Monday, October 27, 2014

Paper 5: " Intentional Network Monitoring: Finding the Needle without Capturing the Haystack" (Donovan, Feamster)

Presenter: Sean Donovan

Authors: Sean Donovan, Nick Feamster (Georgia Institute of Technology)
Paper: http://conferences.sigcomm.org/hotnets/2014/papers/hotnets-XIII-final102.pdf

Sean starts by describing the story of catching a spy acting in a company, only knowing that he/she uses some VoIP technology. Out of a network log, the obvious first thing to do is to isolate VoIP flows. The problem though is that it is likely that there will be a lot of concurrent VoIP traffic and often, a lot more will be mixed in. How can someone filter out everything that does not relate to the spy? You could filter based on the IP address, but the spy can move, e.g. change access point, or start using a different VoIP services (Google Hangout today, Skype tomorrow). Sean believes that "SDN is a good hammer to nail this problem".

In this paper, the authors introduce Intentional Network Monitoring (INM) which can be seen as an extension of the Intentional Naming System concept (see http://nms.csail.mit.edu/projects/ins/). With INM, one can express monitoring requirements at a high-level, one that maps operator's understanding of what is going on in the network. For instance, INM enables to express requirements such as "Capture all traffic from Sean". Other examples of INM usage include billing based on traffic type or redirecting traffic based on source networks.

To realize INM in practice, Sean implemented NetAssay (check out his code: https://github.com/sdonovan1985/netassay/). NetAssay is a SDN-based system built on top of Pyretic (http://www.frenetic-lang.org/pyretic/). NetAssay policies are declarative. You say what you want, and the system figures out (compiles) the low-level rules that need to be spit out to the SDN devices. At a high-level, NetAssay can therefore be seen as a mapping engine that can harness whatever existing mapping systems out there such as BGP, DNS, ARP, LDAP, etc. Right now, they have two mapping engines in place: DNS and BGP.

The biggest challenge faced in compiling NetAssay policies is the number of forwarding rules they currently require. It is indeed possible to completely exhaust switches' forwarding resources with a single NetAssay policy. The authors are currently looking at optimizations mechanisms to speed up: the compilation time; as well as the size of the produced forwarding policies.

- Q&A

Q: What is the difference between NetAssay and functional programming?
A: Different objectives. NetAssay is working at a higher level, and is only concerned by the match() part of a SDN forwarding rule, not the action part.

Q (Vyas Sekar): How do you deal with name changes? 
A: Interesting question. We haven't considered that case yet.

2 comments:

  1. There are some similarities to functional programming. Procera (HotSDN 2012) also performs actions based on similar types of sets (e.g., the set of all authenticated hosts). NetAssay requires similar functional abstractions, and it might even be possible to express the NetAssay functions in a language like Procera.

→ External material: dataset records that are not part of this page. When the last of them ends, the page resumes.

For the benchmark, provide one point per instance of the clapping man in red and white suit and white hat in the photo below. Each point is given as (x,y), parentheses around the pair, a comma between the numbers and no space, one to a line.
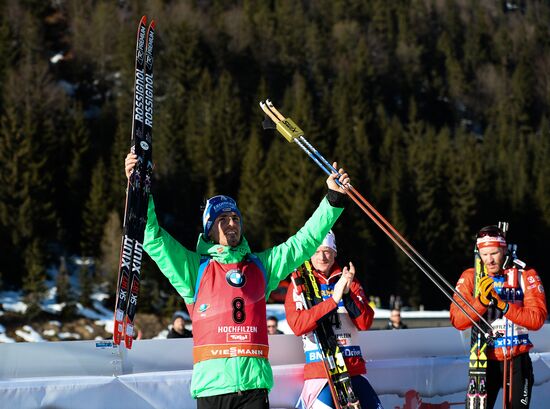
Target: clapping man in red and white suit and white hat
(345,304)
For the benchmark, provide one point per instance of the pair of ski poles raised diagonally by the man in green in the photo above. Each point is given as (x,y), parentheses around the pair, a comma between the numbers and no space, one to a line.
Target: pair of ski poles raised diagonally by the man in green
(293,133)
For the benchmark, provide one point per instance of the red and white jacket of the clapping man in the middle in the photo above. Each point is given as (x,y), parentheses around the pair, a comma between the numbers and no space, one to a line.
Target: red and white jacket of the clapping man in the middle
(354,314)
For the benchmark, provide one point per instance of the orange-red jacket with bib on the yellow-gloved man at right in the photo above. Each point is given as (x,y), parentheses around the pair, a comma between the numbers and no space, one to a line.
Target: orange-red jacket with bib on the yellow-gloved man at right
(524,292)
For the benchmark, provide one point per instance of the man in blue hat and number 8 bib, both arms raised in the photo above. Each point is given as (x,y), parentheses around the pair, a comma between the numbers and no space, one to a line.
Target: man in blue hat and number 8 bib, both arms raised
(225,287)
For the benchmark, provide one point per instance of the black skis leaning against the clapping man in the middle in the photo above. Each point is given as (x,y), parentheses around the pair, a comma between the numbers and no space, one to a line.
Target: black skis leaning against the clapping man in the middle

    The Procera runtime, however, cannot cannot rapidly re-evaluate the types of functions that we aim to express with NetAssay (e.g., when BGP routes change continuously, the runtime would need to continually re-map AS numbers to corresponding flow-table rules, which requires new optimizations).

    The contribution of NetAssay is thus primarily the runtime that scalably supports these abstractions, not the programming abstractions (which would be similar to something like a functional language such as Procera).